Before the answer, you need to know how the wordnet interface in NLTK works, see http://www.nltk.org/howto/wordnet.html
Wordnet is indexed by concepts that can be represented by different words contains semantic information about. And the Wordnet interface in NLTK let's you search the concepts that a word can represent, e.g.:
>>> from nltk.corpus import wordnet as wn
>>> wn.synsets('dog')
[Synset('dog.n.01'), Synset('frump.n.01'), Synset('dog.n.03'), Synset('cad.n.01'), Synset('frank.n.02'), Synset('pawl.n.01'), Synset('andiron.n.01'), Synset('chase.v.01')]
>>> for ss in wn.synsets('dog'):
... print ss, ss.definition()
...
Synset('dog.n.01') a member of the genus Canis (probably descended from the common wolf) that has been domesticated by man since prehistoric times; occurs in many breeds
Synset('frump.n.01') a dull unattractive unpleasant girl or woman
Synset('dog.n.03') informal term for a man
Synset('cad.n.01') someone who is morally reprehensible
Synset('frank.n.02') a smooth-textured sausage of minced beef or pork usually smoked; often served on a bread roll
Synset('pawl.n.01') a hinged catch that fits into a notch of a ratchet to move a wheel forward or prevent it from moving backward
Synset('andiron.n.01') metal supports for logs in a fireplace
Synset('chase.v.01') go after with the intent to catch
To access all synsets in wordnet:
wn.all_synsets()
And for each synsets, there are different functions that you can look up regarding the synsets, e.g.
>>> ss = wn.synsets('dog')[0] # First synset for the word 'dog'
>>> ss.definition()
u'a member of the genus Canis (probably descended from the common wolf) that has been domesticated by man since prehistoric times; occurs in many breeds'
>>> ss.hypernyms()
[Synset('canine.n.02'), Synset('domestic_animal.n.01')]
>>> ss.hyponyms()
[Synset('basenji.n.01'), Synset('corgi.n.01'), Synset('cur.n.01'), Synset('dalmatian.n.02'), Synset('great_pyrenees.n.01'), Synset('griffon.n.02'), Synset('hunting_dog.n.01'), Synset('lapdog.n.01'), Synset('leonberg.n.01'), Synset('mexican_hairless.n.01'), Synset('newfoundland.n.01'), Synset('pooch.n.01'), Synset('poodle.n.01'), Synset('pug.n.01'), Synset('puppy.n.01'), Synset('spitz.n.01'), Synset('toy_dog.n.01'), Synset('working_dog.n.01')]
>>> ss.name()
u'dog.n.01'
>>> ss.lemma_names() # Other words that can represent this concept.
[u'dog', u'domestic_dog', u'Canis_familiaris']
So you can do it with a one liner, it's not so readable:
sorted(ss.name() for ss in wn.all_synsets() if len(ss.name())>18)
But note that that will only give you a list of lemma names that are the Synsets' indices.
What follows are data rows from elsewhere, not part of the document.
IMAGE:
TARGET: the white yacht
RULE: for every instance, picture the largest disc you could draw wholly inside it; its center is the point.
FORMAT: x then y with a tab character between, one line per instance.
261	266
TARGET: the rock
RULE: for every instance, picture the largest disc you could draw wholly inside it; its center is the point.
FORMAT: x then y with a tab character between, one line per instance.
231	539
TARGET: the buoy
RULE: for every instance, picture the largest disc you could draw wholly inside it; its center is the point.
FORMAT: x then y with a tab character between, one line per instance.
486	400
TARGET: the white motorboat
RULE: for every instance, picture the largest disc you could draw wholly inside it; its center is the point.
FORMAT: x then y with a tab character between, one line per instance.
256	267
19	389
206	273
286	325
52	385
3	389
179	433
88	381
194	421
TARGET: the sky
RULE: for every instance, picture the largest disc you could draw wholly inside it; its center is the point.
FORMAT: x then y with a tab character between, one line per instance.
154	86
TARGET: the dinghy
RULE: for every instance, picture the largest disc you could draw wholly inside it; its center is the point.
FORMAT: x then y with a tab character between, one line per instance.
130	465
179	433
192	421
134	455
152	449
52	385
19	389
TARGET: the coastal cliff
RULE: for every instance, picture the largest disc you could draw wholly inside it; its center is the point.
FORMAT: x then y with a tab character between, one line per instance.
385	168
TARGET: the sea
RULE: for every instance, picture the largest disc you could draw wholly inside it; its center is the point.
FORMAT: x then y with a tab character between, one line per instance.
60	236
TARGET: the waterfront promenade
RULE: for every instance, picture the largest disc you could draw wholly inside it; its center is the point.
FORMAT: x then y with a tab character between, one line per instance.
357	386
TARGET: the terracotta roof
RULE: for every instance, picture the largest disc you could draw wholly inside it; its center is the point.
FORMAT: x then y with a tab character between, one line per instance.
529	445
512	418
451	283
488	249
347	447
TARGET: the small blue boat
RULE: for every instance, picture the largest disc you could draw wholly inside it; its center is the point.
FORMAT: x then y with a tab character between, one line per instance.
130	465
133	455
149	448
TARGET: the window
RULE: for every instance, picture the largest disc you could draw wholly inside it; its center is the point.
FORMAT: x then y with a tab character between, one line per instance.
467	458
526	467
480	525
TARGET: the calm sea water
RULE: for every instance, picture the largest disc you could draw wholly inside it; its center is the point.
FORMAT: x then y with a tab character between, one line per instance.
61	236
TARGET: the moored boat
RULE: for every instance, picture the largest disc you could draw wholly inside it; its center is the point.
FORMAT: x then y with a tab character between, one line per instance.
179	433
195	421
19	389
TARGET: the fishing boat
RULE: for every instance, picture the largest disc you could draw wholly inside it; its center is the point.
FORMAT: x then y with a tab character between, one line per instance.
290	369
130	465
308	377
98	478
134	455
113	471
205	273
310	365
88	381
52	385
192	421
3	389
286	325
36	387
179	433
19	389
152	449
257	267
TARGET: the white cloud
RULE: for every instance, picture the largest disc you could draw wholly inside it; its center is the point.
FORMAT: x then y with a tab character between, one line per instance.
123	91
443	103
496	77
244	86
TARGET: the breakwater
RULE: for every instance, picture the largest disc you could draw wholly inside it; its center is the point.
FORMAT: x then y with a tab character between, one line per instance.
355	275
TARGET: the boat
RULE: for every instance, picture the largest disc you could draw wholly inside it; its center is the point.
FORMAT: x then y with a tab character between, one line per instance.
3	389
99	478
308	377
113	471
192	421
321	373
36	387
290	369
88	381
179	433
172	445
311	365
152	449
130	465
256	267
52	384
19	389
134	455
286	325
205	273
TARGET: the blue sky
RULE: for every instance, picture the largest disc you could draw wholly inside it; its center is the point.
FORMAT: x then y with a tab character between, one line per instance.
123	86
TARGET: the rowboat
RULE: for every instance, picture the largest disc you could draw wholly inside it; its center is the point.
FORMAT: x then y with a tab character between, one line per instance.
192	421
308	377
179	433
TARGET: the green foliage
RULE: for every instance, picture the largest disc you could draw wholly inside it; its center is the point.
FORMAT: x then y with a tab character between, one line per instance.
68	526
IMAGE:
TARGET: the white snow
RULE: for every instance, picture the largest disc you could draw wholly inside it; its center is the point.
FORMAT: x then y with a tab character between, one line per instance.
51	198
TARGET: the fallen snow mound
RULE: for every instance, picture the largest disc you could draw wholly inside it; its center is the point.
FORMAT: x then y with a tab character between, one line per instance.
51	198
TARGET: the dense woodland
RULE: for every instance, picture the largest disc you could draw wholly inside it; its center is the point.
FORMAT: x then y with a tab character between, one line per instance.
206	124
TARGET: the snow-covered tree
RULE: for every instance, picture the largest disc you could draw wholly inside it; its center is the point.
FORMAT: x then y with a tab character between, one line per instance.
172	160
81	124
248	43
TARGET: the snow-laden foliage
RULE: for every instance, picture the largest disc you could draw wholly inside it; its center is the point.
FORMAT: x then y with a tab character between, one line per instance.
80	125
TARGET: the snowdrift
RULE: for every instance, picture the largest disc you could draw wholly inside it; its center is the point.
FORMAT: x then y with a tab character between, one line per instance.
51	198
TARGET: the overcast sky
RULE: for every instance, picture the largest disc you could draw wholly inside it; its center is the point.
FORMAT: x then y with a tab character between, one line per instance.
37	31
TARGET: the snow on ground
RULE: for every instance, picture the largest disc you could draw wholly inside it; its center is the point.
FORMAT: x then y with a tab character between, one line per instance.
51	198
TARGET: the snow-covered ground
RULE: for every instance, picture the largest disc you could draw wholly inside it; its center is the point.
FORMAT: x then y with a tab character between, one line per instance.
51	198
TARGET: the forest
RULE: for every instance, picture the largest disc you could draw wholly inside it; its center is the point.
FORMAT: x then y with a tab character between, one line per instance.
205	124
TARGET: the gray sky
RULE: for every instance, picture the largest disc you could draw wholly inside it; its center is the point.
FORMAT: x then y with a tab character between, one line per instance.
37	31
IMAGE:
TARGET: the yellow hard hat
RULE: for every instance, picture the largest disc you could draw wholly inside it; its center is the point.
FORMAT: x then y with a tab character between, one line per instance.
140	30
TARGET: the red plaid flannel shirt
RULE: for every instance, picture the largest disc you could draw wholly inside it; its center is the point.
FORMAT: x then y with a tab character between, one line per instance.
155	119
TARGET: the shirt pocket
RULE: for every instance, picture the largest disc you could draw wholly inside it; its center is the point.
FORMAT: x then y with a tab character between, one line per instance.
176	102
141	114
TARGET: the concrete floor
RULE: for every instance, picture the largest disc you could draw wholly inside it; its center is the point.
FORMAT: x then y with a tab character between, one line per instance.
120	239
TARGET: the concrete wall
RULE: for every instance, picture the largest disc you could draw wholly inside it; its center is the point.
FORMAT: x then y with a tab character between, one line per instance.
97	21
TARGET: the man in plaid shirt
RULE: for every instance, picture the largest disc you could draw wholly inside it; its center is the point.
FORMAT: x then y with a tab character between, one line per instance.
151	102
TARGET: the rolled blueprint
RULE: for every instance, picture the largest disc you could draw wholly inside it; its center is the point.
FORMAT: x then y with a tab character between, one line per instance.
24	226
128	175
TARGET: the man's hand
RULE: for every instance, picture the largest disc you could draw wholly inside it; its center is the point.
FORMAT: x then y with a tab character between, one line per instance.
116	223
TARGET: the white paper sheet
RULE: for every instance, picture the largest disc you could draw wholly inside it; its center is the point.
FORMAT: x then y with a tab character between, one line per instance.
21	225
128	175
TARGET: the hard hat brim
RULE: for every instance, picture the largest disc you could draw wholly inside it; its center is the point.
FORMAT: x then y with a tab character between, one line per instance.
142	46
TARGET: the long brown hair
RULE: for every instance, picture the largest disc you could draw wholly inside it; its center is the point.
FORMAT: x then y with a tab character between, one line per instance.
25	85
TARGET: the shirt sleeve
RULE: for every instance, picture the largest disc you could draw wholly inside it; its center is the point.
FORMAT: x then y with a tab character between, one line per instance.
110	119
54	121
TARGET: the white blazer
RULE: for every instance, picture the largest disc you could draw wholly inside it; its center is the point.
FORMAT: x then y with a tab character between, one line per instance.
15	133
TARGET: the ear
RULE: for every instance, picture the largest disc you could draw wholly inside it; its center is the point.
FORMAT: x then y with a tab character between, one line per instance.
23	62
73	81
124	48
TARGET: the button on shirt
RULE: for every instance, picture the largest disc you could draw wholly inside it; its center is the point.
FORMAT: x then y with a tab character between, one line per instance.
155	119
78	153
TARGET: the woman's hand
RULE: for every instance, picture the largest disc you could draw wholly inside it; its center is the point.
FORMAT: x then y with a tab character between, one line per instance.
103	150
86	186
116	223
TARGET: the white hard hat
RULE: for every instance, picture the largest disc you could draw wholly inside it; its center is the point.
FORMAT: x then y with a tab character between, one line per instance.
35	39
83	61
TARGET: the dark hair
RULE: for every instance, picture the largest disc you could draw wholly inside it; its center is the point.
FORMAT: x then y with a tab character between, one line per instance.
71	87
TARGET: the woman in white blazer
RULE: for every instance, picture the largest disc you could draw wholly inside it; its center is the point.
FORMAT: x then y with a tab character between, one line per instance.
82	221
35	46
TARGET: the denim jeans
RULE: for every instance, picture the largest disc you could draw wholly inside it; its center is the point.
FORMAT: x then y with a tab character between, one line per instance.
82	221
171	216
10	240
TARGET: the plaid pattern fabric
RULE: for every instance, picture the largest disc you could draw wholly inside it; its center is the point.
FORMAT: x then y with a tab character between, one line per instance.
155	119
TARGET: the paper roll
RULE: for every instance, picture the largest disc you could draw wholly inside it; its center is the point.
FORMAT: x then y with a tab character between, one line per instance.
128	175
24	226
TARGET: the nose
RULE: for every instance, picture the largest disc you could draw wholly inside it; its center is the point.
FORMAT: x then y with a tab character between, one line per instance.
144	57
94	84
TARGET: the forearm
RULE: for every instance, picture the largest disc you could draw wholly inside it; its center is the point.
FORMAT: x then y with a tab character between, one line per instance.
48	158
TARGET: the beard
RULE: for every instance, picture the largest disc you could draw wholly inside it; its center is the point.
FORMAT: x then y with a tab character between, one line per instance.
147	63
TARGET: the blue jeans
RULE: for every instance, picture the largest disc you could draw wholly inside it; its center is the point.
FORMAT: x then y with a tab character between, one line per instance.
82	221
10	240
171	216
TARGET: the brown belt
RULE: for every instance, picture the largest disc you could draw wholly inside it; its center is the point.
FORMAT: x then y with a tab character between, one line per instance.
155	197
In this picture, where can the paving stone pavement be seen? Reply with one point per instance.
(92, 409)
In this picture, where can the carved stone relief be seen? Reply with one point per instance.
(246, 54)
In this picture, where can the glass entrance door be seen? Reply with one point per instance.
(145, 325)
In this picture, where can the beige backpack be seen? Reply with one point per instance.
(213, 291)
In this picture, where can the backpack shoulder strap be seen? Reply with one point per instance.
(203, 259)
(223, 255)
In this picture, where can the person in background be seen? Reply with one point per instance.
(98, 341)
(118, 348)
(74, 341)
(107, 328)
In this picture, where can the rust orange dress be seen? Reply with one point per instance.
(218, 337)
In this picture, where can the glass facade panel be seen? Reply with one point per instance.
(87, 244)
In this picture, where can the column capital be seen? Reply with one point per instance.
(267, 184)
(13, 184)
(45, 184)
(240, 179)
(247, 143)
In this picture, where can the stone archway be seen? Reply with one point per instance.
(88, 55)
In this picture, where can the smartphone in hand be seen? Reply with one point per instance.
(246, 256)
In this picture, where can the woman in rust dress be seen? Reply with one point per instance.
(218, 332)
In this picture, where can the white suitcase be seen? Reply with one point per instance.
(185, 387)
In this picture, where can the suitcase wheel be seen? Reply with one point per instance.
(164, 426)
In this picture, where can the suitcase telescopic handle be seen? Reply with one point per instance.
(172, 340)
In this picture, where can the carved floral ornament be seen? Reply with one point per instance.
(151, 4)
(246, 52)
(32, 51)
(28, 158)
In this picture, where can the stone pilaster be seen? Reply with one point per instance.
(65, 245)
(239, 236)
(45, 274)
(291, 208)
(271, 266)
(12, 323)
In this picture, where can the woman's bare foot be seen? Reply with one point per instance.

Also, you're including the POS tag and the index ID (i.e. .s.01
in the synset's indexed name: absorbefacient.s.01
) when you check for len(ss.name()) > 18
.
So what you need is the lemma_names()
instead of the name()
.
>>> from itertools import chain
>>> sorted(lemma for lemma in chain(*(ss.lemma_names() for ss in wn.all_synsets())) if len(lemma) > 18)
Alternatively, you can check the length while you collect the lemma before chaining and sorting them:
>>> sorted(chain(*([lemma for lemma in ss.lemma_names() if len(lemma)>18] for ss in wn.all_synsets())))
Note: By iterating through the synsets and getting the lemma_names()
, you will get duplicates and also lemma_names() that are caps initial vs lemma names that are not.
And of course, you don't need to loop through all that trouble, since there's a built-in function
>>> sorted(lemma for lemma in wn.all_lemma_names() if len(lemma) > 18)